Klara a eu un certain choc qui l'a poussée à mentir. Quoi de plus normal que de voir un enfant mentir ? Mais le degré de mensonge chez l'enfant a des limites. Il y a des choses qu'il ne peut pas décrire. C'est tout son entourage, y compris ses parents, qui en est conscient. C'est une vérité générale. On en arrive même à la pousser à appliquer cette vérité peu importe sa véracité. Et ils font ça en "bonne foi". Ils la poussent carrément vers une direction dangereuse tant que cela ne sort pas des normes. On croirait presque qu'ils souhaitent l'authenticité de la chose, que les parents veulent vraiment voir leur fille subir une épreuve dévastatrice plutôt que de la voir mentir.

Des actes comme ceux décrits dans le film arrivent partout, mais il faut se demander pourquoi. Est-ce parce que c'est carrément devenu la norme qu'il faut toujours quelqu'un pour les suivre ? Et en cas de doute, faut-il éliminer ce doute en se basant sur ce qui se fait d'habitude ? Et si jamais on se trompait ? La foi défie toute logique, peu importe les conséquences. Le monde d'un individu, et le monde tout court, est détruit par "innocence" et en toute "bonne foi". L'insouciance de l'enfant face à cette destruction est alarmante. Et même quand c'est Klara elle-même qui avoue avoir menti, on préfère la faire taire et lui inculquer une nouvelle vérité qui arrange tout le monde.
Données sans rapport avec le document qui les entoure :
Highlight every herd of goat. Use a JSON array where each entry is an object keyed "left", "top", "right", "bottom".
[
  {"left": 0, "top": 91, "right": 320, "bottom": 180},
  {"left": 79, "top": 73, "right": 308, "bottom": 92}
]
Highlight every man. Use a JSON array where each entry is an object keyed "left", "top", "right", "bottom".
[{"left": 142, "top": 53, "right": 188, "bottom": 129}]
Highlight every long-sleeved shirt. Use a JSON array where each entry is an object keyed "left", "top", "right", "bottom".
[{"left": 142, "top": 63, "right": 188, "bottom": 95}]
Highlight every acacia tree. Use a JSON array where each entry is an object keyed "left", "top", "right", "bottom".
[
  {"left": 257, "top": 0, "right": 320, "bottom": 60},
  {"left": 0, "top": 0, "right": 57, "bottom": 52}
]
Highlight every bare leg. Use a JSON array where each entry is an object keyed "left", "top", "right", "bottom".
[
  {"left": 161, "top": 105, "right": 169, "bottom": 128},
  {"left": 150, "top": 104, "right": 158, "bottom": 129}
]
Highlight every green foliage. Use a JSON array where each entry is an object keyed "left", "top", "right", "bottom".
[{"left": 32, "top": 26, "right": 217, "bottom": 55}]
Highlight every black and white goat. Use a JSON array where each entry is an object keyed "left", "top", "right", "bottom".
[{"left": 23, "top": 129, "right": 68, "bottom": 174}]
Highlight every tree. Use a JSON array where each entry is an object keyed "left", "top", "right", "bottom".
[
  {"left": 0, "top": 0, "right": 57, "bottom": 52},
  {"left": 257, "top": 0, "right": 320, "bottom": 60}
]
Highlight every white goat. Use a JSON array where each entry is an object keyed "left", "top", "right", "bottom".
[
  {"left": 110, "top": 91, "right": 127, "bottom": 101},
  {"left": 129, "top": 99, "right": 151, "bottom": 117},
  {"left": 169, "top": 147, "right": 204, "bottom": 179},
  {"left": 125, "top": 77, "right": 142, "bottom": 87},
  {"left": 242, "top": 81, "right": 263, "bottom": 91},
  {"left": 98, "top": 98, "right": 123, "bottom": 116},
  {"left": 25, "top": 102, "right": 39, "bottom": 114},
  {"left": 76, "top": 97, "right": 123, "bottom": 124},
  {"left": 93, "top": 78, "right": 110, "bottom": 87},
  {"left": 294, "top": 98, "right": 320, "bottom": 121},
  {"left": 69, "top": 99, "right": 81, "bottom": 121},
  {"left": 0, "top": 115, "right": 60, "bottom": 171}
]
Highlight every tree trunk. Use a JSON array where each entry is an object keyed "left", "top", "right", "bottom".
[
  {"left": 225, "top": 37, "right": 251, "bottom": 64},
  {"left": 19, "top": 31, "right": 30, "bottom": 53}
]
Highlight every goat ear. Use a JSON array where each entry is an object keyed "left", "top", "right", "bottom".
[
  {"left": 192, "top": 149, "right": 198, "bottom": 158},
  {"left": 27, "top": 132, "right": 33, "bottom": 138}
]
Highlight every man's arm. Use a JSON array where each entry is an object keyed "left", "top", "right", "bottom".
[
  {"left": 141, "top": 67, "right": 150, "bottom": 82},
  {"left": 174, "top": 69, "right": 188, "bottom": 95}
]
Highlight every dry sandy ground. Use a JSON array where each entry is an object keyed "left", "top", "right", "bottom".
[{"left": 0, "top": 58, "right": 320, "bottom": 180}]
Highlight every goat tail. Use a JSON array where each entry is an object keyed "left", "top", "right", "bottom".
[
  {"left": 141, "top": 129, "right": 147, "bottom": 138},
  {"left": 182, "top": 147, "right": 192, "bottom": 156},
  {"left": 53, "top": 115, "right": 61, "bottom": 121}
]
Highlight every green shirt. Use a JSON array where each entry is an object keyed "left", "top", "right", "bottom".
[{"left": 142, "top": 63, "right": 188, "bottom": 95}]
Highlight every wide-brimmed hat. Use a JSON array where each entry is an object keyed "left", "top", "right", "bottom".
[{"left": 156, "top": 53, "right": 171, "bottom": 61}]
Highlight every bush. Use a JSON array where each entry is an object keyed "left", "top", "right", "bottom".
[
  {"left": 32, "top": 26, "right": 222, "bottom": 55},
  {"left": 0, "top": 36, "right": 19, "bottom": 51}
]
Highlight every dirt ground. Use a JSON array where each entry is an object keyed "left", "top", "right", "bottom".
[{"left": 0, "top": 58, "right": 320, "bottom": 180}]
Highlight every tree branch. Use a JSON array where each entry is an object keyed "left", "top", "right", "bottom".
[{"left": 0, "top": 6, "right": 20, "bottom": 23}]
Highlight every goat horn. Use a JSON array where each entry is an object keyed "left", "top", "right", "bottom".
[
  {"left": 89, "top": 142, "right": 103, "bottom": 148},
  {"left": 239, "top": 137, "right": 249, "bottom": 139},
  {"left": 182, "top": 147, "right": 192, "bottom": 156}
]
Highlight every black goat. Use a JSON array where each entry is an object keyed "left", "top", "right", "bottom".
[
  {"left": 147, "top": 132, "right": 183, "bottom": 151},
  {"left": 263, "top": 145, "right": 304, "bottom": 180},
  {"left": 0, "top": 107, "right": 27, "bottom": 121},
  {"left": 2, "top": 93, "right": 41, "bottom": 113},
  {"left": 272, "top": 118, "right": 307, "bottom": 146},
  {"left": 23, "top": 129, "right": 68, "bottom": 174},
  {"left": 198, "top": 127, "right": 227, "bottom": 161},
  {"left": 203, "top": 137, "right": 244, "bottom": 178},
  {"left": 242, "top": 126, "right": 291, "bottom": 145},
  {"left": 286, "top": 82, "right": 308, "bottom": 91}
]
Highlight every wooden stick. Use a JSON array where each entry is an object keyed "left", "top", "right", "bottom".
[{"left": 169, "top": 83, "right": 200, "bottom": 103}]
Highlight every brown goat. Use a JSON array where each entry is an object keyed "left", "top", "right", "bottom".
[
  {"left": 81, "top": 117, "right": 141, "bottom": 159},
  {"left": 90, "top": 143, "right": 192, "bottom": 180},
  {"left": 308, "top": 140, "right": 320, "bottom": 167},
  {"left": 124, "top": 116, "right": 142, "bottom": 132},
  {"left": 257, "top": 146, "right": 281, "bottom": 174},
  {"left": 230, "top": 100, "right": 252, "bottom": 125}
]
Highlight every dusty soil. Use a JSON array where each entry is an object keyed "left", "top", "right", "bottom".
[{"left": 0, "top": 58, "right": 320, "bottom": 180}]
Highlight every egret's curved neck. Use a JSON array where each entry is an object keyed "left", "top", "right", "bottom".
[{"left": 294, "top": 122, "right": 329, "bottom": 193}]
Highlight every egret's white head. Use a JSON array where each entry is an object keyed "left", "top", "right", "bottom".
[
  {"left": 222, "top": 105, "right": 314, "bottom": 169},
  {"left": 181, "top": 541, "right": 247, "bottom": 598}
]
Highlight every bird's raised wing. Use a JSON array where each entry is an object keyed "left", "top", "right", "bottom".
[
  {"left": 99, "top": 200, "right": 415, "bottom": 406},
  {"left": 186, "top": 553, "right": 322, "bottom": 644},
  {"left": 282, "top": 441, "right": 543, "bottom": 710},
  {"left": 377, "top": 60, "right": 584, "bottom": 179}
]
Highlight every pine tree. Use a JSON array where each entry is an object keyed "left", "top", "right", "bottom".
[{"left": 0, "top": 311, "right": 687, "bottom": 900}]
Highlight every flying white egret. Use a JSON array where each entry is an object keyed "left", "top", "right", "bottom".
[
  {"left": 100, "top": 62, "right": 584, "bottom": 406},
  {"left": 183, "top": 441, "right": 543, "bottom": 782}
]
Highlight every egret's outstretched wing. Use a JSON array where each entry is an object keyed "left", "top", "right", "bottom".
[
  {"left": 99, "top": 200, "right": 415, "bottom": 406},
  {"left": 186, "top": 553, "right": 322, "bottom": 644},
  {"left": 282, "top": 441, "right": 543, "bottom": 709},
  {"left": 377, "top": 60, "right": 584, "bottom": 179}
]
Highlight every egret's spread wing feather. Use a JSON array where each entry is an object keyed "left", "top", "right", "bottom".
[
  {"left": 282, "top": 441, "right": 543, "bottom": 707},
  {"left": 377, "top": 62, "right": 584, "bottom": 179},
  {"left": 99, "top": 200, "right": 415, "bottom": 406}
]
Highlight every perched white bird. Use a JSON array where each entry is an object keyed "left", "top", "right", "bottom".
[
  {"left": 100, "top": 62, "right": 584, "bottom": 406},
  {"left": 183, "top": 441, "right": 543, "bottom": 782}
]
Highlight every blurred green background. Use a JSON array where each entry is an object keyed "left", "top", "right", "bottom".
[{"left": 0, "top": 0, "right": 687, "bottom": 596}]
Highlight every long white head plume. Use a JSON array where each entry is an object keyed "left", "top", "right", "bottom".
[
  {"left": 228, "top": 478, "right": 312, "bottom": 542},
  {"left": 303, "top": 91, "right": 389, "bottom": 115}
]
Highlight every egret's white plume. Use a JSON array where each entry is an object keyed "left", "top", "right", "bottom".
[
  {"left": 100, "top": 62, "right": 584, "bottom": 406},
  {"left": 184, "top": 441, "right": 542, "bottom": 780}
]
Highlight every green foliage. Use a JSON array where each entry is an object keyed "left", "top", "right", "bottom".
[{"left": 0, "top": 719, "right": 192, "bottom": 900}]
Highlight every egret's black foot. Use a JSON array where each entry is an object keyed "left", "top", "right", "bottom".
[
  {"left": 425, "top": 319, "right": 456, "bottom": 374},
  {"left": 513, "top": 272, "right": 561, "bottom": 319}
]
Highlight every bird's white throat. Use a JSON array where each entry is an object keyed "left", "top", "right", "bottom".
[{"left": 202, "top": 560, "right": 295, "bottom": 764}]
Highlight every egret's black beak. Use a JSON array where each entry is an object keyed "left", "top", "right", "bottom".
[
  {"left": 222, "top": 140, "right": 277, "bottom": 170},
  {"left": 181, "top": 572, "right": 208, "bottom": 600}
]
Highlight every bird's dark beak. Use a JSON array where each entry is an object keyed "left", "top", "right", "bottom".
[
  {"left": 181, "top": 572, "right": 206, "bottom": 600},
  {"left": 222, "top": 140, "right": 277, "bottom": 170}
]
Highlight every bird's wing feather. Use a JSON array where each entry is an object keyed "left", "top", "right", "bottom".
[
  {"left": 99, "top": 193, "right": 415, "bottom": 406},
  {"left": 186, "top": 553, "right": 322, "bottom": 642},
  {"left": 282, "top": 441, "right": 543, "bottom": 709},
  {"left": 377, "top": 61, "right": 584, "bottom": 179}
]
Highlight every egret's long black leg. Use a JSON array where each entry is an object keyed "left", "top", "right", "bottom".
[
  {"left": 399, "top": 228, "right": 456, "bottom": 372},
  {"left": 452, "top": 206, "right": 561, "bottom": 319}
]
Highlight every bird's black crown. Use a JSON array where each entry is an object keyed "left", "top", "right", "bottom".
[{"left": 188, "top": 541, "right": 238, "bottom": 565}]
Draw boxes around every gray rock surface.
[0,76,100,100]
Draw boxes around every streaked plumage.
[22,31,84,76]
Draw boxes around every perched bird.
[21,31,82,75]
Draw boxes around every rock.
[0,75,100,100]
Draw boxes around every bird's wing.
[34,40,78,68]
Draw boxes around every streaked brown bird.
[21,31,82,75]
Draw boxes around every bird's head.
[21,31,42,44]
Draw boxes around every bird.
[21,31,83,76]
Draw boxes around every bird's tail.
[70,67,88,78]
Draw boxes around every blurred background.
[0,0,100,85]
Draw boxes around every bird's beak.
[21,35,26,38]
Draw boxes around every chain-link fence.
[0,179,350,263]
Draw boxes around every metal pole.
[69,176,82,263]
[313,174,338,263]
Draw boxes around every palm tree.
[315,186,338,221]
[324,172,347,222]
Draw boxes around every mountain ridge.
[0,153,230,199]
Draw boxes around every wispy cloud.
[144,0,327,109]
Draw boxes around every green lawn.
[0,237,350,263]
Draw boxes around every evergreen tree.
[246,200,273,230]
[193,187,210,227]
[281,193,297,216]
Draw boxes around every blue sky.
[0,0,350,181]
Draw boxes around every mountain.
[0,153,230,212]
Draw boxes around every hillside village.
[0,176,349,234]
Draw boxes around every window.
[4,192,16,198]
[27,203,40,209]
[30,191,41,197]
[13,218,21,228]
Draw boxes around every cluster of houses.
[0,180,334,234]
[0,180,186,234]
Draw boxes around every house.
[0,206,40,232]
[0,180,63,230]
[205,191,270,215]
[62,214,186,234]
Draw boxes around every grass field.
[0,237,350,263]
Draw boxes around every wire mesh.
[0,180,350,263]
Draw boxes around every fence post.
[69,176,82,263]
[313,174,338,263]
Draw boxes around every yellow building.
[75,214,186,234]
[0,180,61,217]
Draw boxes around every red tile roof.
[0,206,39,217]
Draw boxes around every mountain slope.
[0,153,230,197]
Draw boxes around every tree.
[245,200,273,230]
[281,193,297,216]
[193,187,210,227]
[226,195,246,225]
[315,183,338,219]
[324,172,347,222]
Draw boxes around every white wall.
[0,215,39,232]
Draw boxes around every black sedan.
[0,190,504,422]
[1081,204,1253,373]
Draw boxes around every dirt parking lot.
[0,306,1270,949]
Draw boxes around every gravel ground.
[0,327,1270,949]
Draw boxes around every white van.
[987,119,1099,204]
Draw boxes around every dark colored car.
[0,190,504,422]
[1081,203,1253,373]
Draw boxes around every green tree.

La force du film réside dans le fait de montrer tout ceci, et encore plus, d'une façon très simple. À travers des dialogues totalement réels et des situations faciles à croire, l'impression de voir un film s'envole sans qu'on ne s'en aperçoive. Il s'agit maintenant de suivre le déroulement d'une histoire et la caméra n'est là que pour nous montrer l'essentiel. Ce qu'on voit à l'écran peut arriver à n'importe qui, n'importe où dans le monde. C'est la norme qui dicte ces événements et qui pousse même les adultes à forcer l'enfant à admettre des choses dont elle ignore l'existence.
Exercer le mal sans en être conscient, sans donner la chance à la vérité d'éclater, c'est peut-être la pire forme de "mal" qui puisse exister. Et notre monde est bâti sur ça.